Networking has become the preferred method of prospecting for many modern sales professionals. The reason is quite simple: people buy from people they like and trust.
If a prospect is looking for widgets and a friend says, “I know the best widget person around. Let me give you their contact info” the referred widget seller is probably well on their way to making a sale. In order to have people referring your services you need to know the right people and networking is a great way to get that done.
Here is a list of 5 networking do’s and 5 don’ts to make sure you spend your networking time wisely.
DO #1- Strategically select the events and groups that are serious about “doing business”- Don’t join a regular networking group and invest the time unless the members are committed to, and capable of, helping each other grow their respective businesses. For example, an event may be a sub-optimal use of time unless it is well attended by the right people with access to your target market. An ideal referral partner is someone who is calling on the same people you are but with a complimentary, or at least non-completing, product or service. Additionally, an event attended by mostly B2C companies may not do the B2B networker much good.
DO#2- Be consistent with your networking efforts- If you are going to be successful building your business through networking it can’t be a hit or miss proposition. Networking time should be scheduled on a consistent basis and you need to participate when you attend.
DO #3- Give referrals- Approach networking with the thought of giving first rather than taking first. An important element of finding the right group is finding a group that YOU can contribute to. No one is motivated to help people who are just in it for themselves.
DO #4- Be prepared- There is a time and a place for to share your 30 second commercial but make sure you are prepared when it is the right time. Carefully crafting your message and practicing the delivery until it doesn’t sound “canned” will pay huge dividends. Others can only effectively refer you if they clearly understand what you do and also clearly understand what a good prospect for you looks like.

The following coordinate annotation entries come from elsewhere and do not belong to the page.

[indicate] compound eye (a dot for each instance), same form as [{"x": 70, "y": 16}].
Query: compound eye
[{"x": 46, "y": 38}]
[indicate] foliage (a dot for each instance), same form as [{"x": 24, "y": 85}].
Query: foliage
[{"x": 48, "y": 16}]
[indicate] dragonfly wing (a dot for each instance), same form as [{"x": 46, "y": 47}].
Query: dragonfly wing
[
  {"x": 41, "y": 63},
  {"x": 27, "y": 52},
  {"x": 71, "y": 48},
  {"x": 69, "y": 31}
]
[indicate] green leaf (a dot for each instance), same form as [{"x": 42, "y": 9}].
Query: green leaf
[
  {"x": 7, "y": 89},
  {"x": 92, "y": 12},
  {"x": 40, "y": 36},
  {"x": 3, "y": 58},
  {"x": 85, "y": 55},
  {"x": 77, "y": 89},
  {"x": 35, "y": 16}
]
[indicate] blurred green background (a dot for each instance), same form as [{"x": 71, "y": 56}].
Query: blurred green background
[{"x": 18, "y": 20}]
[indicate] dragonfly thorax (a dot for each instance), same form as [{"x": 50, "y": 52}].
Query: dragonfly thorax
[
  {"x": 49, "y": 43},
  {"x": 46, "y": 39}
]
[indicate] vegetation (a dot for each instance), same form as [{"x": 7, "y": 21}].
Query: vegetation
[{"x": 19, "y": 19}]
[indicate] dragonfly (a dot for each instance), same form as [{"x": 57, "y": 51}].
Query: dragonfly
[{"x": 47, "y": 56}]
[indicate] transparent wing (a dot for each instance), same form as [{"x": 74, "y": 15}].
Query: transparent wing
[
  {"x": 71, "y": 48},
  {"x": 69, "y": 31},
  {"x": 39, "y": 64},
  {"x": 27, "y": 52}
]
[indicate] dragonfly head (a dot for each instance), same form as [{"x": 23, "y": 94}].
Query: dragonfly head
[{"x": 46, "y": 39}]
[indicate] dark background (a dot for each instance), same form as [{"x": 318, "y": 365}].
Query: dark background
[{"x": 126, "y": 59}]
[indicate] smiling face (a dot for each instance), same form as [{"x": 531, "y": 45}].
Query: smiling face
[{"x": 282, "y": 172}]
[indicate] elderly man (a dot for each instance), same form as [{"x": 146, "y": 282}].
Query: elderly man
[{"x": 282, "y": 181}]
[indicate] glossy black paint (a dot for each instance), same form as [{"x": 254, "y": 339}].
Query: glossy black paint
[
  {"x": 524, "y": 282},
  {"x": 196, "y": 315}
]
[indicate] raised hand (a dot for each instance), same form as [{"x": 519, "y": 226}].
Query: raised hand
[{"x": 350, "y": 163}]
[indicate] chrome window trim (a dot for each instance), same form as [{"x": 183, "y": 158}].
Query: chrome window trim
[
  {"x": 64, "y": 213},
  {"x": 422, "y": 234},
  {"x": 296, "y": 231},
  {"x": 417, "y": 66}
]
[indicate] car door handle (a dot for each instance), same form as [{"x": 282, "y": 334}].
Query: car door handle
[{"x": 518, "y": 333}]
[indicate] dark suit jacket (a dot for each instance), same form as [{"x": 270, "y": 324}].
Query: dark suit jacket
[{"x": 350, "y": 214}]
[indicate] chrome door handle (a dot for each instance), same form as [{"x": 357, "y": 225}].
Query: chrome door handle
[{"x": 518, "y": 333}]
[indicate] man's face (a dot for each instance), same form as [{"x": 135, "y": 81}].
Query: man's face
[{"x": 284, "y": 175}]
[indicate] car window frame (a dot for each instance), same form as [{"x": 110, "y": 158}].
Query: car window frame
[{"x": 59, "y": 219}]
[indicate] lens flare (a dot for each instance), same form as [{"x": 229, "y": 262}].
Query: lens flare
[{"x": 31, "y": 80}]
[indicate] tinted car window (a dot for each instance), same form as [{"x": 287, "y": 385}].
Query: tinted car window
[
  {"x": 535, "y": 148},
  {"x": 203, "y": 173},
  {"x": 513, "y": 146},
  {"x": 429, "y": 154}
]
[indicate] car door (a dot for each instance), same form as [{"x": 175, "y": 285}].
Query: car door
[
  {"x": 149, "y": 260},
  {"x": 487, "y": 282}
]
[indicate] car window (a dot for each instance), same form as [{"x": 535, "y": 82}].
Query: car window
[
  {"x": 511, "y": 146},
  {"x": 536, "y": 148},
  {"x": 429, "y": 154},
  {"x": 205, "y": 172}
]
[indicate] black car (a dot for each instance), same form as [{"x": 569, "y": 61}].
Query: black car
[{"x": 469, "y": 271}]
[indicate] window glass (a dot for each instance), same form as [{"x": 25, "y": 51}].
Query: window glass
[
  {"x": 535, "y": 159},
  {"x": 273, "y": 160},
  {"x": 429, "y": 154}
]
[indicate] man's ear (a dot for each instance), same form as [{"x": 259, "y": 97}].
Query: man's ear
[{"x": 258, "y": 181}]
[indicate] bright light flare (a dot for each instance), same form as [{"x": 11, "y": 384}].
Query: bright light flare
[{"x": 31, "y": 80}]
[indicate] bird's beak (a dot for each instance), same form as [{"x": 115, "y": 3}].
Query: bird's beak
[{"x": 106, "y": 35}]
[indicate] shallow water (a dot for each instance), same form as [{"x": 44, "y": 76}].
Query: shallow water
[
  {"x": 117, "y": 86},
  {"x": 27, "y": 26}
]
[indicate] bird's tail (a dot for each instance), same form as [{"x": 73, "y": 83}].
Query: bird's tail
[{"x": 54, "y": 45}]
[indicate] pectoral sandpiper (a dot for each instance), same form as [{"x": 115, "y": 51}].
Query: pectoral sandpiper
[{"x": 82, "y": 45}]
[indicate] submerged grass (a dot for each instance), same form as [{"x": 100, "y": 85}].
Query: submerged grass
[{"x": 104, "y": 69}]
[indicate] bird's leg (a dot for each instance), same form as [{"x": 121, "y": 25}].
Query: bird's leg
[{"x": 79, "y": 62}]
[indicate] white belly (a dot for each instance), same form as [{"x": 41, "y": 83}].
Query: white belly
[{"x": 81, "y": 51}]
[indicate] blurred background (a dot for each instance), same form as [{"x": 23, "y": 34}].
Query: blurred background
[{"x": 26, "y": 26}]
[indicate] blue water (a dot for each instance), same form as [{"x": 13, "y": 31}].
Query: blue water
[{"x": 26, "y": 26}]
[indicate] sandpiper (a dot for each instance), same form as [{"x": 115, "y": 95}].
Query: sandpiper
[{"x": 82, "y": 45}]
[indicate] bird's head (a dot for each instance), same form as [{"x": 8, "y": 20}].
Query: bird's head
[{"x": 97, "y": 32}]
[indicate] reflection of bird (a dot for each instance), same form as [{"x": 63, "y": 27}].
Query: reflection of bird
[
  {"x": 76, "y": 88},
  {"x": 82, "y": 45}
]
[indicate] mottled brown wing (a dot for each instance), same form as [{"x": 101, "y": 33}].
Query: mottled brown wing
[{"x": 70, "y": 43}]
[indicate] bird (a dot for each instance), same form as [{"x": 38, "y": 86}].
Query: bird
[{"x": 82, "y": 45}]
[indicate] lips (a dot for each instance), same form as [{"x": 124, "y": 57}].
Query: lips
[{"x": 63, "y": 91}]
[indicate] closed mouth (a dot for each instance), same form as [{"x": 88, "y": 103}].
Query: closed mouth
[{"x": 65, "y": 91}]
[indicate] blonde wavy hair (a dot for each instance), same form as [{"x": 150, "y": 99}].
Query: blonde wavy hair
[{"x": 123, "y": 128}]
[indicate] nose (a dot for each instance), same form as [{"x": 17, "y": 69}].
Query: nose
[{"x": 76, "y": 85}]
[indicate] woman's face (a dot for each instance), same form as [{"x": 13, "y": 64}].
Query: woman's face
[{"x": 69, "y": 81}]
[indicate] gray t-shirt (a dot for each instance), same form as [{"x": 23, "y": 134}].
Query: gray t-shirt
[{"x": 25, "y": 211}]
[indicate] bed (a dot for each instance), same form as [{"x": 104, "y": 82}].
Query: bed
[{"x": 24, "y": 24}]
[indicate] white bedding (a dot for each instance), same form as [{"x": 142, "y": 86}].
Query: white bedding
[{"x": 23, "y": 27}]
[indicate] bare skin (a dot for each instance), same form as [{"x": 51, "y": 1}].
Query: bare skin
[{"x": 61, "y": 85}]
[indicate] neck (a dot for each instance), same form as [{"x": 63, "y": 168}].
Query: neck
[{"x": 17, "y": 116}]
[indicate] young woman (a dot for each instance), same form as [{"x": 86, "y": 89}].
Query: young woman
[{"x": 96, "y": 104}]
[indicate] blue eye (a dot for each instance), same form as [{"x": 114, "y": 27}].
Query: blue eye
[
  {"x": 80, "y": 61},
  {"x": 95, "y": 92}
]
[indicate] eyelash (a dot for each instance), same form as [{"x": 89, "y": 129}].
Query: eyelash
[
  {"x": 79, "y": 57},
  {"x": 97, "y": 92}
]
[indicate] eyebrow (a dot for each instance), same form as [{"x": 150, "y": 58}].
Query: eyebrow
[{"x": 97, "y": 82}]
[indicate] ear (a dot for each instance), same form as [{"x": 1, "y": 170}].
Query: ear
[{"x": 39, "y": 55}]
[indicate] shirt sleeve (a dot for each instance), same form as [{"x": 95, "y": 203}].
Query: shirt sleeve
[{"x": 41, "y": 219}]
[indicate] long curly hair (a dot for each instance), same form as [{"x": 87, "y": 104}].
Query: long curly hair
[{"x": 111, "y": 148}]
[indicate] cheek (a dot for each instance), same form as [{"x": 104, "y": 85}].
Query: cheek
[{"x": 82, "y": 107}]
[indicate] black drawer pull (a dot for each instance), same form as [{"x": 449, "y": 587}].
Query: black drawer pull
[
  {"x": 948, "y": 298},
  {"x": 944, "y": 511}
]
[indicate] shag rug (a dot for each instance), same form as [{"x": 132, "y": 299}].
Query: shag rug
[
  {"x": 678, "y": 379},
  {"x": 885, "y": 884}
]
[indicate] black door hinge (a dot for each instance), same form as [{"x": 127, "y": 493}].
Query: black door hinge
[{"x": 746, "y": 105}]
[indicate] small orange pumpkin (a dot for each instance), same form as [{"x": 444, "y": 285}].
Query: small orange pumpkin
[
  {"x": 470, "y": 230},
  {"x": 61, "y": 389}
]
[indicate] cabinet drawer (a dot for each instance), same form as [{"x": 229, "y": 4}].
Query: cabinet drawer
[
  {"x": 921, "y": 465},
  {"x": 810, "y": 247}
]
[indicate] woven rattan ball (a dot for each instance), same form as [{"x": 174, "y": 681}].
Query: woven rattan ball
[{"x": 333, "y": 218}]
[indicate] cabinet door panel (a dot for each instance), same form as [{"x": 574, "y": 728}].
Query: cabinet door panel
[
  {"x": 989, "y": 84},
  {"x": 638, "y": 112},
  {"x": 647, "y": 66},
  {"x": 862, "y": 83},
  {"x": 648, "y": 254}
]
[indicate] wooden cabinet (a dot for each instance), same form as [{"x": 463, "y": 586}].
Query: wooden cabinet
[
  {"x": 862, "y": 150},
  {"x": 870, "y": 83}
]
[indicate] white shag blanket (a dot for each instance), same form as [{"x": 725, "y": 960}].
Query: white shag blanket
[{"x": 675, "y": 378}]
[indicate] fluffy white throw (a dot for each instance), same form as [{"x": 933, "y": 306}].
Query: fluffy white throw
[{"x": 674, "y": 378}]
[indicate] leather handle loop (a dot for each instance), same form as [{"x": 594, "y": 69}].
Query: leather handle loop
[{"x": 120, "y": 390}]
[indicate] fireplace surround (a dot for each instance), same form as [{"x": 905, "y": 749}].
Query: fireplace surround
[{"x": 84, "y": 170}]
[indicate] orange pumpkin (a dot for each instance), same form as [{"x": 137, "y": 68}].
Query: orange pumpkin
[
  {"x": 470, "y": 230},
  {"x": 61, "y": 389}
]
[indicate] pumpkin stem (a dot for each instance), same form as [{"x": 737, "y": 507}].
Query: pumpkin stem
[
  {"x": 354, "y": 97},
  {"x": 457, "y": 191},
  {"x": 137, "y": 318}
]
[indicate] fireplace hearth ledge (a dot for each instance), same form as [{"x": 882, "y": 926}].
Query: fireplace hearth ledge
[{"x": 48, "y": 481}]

DO #5- Set goals- One of the classic mistakes that many people make when attending networking events or joining networking groups is failing to set goals. Goals shouldn’t be purely financial because networking doesn’t always pay quick dividends. The level of trust you develop in your networking circles takes time to build and the pay back from networking is almost always in direct proportion to your level of trust within the group. Set goals that are long term as well as short term and are activity based. Examples of activity based goals are things such as the number of new people you meet, 1 to 1 meetings you set up away from the event, the number of people you develop relationships with inside your Power Partner group, etc.
Don’t #1- Try too hard to be liked- the best way to be interesting to others is to be interested IN others. Turn the conversation back to the other party and be genuinely curious. If you try to fake interest in others only long enough to allow yourself to talk you will fail at building authentic and trusting relationships.
Don’t #2- Overcommit to multiple networking groups- Choose several (no more than 3) networking groups that you will invest your time and energy into. Many people join dozens of networking groups which usually ends with none of them actually paying off. The reason is you can’t refer business to 10 different real estate agents (as an example) in any sort of consistent manner. You end up being a taker and not a giver, which is both short sighted and ineffective.
Don’t #3- Don’t get lazy and spend all your time with the same people- Networking isn’t easy for many of us because in addition to building trusting relationships you are also required to meet many new people. It is easy to slip into a comfort zone of continually socializing with a select group and missing out on maximizing your opportunity within the larger group.
Don’t #4- Focus on the act of networking at the expense of building a network- It is commendable to meet numerous people while attending networking functions but keep your primary focus on building a productive network of people that you can contribute to as well as benefit from.
Don’t #5- Confuse professional networking with your personal social life- Far too often otherwise successful networkers have completely derailed their efforts and destroyed credibility by their social habits at networking events. Don’t over indulge in alcohol or use networking events as a dating service. It is a professional part of your job and should be treated as such.